GAP promoter exhibited the highest activity from day 2 under all carbon sources (Fig. 2b–d). Its promoter strength on glucose was around 2-fold and 4–5-fold higher than on glycerol and methanol after 48 h, respectively. In the case of TEF1 promoter, the relative fluorescence units were quite similar under all carbon sources, indicating that TEF1 promoter is not a carbon source-regulated promoter in P. pastoris. Neither P768 nor P181 showed apparent activity under all carbon sources at all time points detected.

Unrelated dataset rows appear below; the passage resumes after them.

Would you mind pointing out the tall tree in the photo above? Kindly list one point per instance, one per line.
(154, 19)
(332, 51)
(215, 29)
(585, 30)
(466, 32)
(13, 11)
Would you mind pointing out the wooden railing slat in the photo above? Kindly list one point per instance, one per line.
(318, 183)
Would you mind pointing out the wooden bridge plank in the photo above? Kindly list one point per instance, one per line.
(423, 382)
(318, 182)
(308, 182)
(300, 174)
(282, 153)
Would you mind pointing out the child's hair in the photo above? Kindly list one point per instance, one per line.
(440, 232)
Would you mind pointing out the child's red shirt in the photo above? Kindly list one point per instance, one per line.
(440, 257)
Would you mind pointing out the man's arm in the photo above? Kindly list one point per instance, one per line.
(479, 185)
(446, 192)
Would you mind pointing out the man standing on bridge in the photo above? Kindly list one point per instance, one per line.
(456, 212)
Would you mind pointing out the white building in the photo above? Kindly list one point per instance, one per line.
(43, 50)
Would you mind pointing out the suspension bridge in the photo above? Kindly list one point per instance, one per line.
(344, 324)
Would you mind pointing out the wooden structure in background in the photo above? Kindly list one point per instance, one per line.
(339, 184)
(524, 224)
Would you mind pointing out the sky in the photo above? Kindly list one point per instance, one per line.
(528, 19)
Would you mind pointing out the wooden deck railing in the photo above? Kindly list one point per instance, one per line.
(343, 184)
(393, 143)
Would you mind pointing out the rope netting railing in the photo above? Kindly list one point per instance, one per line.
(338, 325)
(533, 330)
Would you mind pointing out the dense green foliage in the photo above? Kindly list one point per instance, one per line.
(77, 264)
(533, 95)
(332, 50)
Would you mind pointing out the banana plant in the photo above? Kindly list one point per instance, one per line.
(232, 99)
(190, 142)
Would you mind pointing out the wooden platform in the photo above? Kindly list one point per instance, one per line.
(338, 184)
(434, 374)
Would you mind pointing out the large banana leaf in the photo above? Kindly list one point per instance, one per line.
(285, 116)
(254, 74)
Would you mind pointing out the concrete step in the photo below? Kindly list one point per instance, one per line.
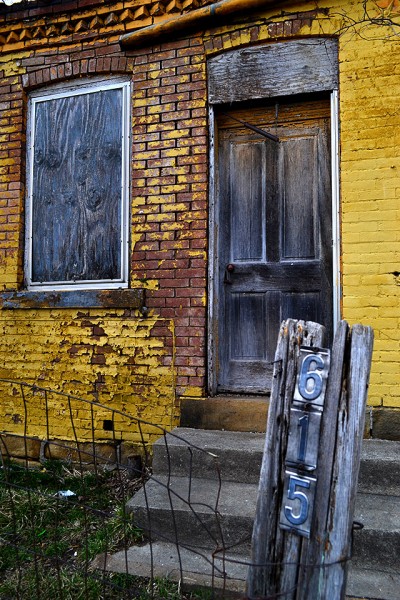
(237, 456)
(212, 488)
(380, 467)
(227, 574)
(233, 456)
(377, 545)
(205, 514)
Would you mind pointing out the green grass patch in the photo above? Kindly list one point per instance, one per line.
(47, 541)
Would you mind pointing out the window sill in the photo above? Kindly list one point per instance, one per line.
(123, 298)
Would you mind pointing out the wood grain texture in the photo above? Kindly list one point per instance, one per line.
(275, 69)
(77, 176)
(274, 228)
(273, 549)
(285, 563)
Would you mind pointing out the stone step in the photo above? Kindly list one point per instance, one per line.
(202, 569)
(208, 515)
(233, 456)
(377, 545)
(237, 456)
(197, 512)
(380, 467)
(212, 488)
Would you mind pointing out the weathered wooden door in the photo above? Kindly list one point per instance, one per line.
(274, 235)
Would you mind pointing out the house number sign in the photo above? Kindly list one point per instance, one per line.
(303, 440)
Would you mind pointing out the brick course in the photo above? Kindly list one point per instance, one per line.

Although P642 exhibited a low promoter activity under methanol, its activity under glycerol was comparable with glucose after 48 h. Furthermore, its activity under glucose was stronger than TEF1 promoter. The PDog2p1000 and PPFK2 (putative promoter of 6-phosphofructo-2-kinase gene) showed preferred profiles under different carbon sources, as their activities were weaker than TEF1 promoter under glucose, and they were further downregulated under glycerol and methanol. Thus, we next investigated the feasibility of driving the antibiotic-resistant gene Sh ble by these two promoters.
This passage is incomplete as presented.